Chris Lau - Seeking Alpha

Saturday, September 20, 2008

What Credit Crisis?

Business reports around the world are reporting last week's trading activity was net neutral. For example, the Toronto Stock Exchange was up 1% for the week. The Bush Administration is creating another bailout package that will cost US $700 Billion. This is a massive amount. Worse is that this is on top of the cost of saving AIG ($80B) and Fannie And Freddie Mac ($200B combined). The total deficit excluding these items will be $482 Billion.

It has taken me months to really comprehend why the credit market is seizing. Mortgages were given out to many homeowners who should not have qualified in the first place. Why? There were "workarounds" against the checks and balances associated with calculating the risk these homeowners would default. The repackaged debts, CDOs, and other instruments that were created still actually have value, but there is no market for them. What do you assign investments that have no buyers? Zero. Yet these debt obligations have property backing them, so its book value should not be zero.

The government is effectively buying all of the above illiquid debt obligations and creating a market for them. This should solve the problem of the credit market seizing up. In fact, this was so severe that several money market funds had a redemption value of $0.99 for every $1.00 deposited. Investors were even buying US 30 day T-bills were paying almost 0% interest.

The action taken by the Government was necessary. Now, as stock investors, we must review the consequences of this drastic bailout, and make a few assumptions.
Let's start with the logical assumptions:
  1. Credit markets open up again, making it easy for consumers to borrow again
  2. Consumers re-gain confidence and boost spending
  3. Companies boost revenue because consumers are happy again and buying their things
  4. Companies do not lay off employees because their sales are steady
  5. Companies import raw materials, developed products thus aiding in economic growth for China, India and Europe
  6. US Consumers take out mortgages and buy homes, and assume that housing prices will not fall the next month
  7. US Consumers take on more credit card debt, and don't mind paying the high credit borrowing rates
Assumption #2, Consumer Confidence, will be a key factor in ensuring the latest banking sector bailout succeeds.

Consequences to stabilizing the Financial Sector:

  1. The US will buy debt and increase Money supply, fueling inflation
  2. Higher consumption = Higher supply of products = Greater demand for oil, metals, and other commodities
  3. Interest rates will need to increase, creating higher borrowing costs
  4. The US dollar will weaken
  5. The US is spending $400B a year just to pay for the interest on the debt.
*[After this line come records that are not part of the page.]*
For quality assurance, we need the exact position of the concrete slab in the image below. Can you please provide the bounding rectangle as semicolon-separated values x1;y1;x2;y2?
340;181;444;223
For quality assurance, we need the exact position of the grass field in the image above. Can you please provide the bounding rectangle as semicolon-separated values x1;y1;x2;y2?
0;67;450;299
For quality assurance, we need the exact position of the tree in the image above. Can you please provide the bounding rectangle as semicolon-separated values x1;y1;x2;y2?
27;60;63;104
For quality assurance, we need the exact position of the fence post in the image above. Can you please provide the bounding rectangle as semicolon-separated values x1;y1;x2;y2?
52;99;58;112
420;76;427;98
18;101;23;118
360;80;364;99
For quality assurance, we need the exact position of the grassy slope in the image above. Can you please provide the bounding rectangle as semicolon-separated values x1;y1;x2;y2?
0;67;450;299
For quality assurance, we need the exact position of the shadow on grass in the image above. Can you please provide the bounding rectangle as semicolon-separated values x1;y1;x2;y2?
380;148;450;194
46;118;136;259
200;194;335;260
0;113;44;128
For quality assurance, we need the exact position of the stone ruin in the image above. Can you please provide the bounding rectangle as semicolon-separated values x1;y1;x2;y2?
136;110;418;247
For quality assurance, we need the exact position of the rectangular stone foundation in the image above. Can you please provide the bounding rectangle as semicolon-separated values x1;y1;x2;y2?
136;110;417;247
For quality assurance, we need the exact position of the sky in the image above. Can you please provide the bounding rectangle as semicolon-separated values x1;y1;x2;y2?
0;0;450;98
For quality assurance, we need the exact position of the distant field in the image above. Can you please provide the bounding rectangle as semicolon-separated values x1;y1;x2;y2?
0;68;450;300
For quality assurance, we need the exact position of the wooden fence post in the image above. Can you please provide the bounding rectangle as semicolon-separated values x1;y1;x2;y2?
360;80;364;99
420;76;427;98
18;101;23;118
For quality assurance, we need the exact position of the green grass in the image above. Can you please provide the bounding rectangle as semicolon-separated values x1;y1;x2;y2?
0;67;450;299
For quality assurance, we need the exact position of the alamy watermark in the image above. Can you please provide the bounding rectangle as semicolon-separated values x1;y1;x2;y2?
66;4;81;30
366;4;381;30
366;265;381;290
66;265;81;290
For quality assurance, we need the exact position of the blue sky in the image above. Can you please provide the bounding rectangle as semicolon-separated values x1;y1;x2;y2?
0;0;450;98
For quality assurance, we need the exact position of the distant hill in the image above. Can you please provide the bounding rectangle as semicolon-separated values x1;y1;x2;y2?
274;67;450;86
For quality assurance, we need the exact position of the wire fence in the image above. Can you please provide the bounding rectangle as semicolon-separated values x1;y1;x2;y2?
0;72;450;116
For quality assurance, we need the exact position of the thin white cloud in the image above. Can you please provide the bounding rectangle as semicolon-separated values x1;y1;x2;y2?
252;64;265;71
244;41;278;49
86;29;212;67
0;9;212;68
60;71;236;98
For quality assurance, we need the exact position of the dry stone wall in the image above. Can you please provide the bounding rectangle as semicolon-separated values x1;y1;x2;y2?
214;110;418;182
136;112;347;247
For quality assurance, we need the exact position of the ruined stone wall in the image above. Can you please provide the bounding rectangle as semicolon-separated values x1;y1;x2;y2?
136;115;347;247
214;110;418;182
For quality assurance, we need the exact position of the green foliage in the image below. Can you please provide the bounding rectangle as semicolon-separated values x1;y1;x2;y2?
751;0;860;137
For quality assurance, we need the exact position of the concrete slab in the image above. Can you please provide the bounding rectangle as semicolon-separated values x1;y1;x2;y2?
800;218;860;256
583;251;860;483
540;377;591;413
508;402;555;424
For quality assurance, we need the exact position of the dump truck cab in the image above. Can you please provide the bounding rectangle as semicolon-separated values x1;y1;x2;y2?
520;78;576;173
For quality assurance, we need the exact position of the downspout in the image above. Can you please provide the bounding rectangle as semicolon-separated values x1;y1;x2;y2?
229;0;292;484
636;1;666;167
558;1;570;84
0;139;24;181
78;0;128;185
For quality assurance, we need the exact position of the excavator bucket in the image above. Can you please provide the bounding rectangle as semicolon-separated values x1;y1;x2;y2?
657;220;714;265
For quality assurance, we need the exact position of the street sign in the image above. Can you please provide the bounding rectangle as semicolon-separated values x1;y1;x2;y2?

This will severely limit the ability for the next President to fulfill spending promises.
It's clear that the cost of this massive government action will be severe inflation. Therefore investors need to do the following:

  • Buy gold (trades inversely to the price of the US Dollar)
  • Buy commodities, especially oil
  • Sell US Government Bonds (I can no longer recommend TLT)
  • Begin to take a position on the consumer discretionary sector and semiconductor sector
The VIX (Volatility Index) peaked on Thursday @ 42.16 and is headed down. Stock markets will probably trade in a range but may risk re-testing lows reached early last week.

...and On Toronto Real Estate?

The renewed bank sector stability in the US will have a positive impact on Ontario's economy. Home buyers will be less fearful that the weakness in housing in the U.S. will spread here. As always, I would recommend home buyers monitor the health of the commodities market and the job market. These two factors are good indicators for the health of home buyers.

I recommended TLT on September 4th. It is now a SELL.